Nessuno aveva mai osato parlare in quel modo ad Arthur Pendragon, figlio di Uther Pendragon.
Nessuno, a parte la sua coscienza, che decapitava il suo amor proprio ogni volta che veniva sottolineata la linea di parentela – la speaker alla radio che accentuava il tono quando diceva “figlio”, anche se forse era solo la sua immaginazione.
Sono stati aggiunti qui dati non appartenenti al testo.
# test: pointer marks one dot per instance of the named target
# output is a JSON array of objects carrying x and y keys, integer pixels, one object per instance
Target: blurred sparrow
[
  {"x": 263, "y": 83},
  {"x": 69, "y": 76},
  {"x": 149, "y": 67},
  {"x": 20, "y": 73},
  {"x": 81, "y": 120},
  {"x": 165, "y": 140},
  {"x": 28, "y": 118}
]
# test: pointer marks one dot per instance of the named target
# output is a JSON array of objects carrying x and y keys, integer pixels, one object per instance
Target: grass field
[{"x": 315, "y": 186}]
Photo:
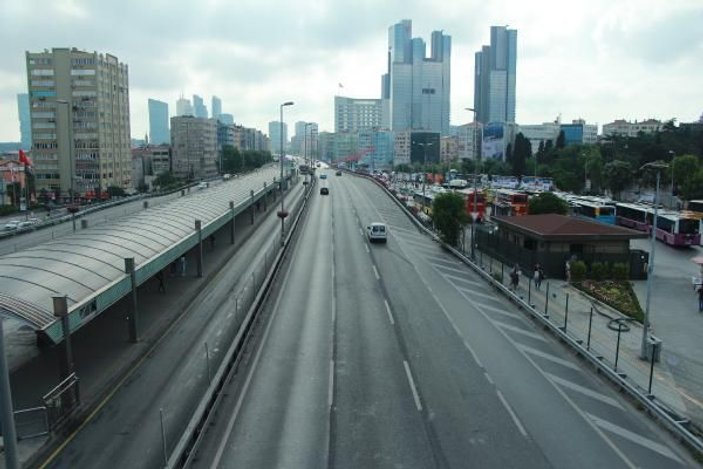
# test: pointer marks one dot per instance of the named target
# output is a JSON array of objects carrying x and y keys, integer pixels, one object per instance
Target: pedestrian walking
[
  {"x": 537, "y": 275},
  {"x": 160, "y": 278},
  {"x": 182, "y": 263}
]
Di nuovo, Arthur si ritrovò senza parole – perché da quella bocca non erano uscite altro che verità.

Deglutì, ingoiando il suo orgoglio. Decise di non rispondere, di abbassare il capo e infilarsi le mani in tasca, la giacca appesa al gomito. Gli diede le spalle ed uscì, dimentico di qualunque compito avesse da svolgere in libreria.

« Ehi, aspetta. Aspetta! »

Merlin gli afferrò il braccio, forzandolo a girarsi.
Aveva il viso contratto da un leggero senso di colpa e si mordeva il labbro, come se non si fidasse del frutto della propria lingua.

« Senti, mi dispiace. Non volevo- davvero, non intendevo offenderti. Parlo troppo, lo so. Me lo dicono spesso, ma- beh, tendo a dire quello che non dovrei. Ti posso offrire un caffè per scusarmi? »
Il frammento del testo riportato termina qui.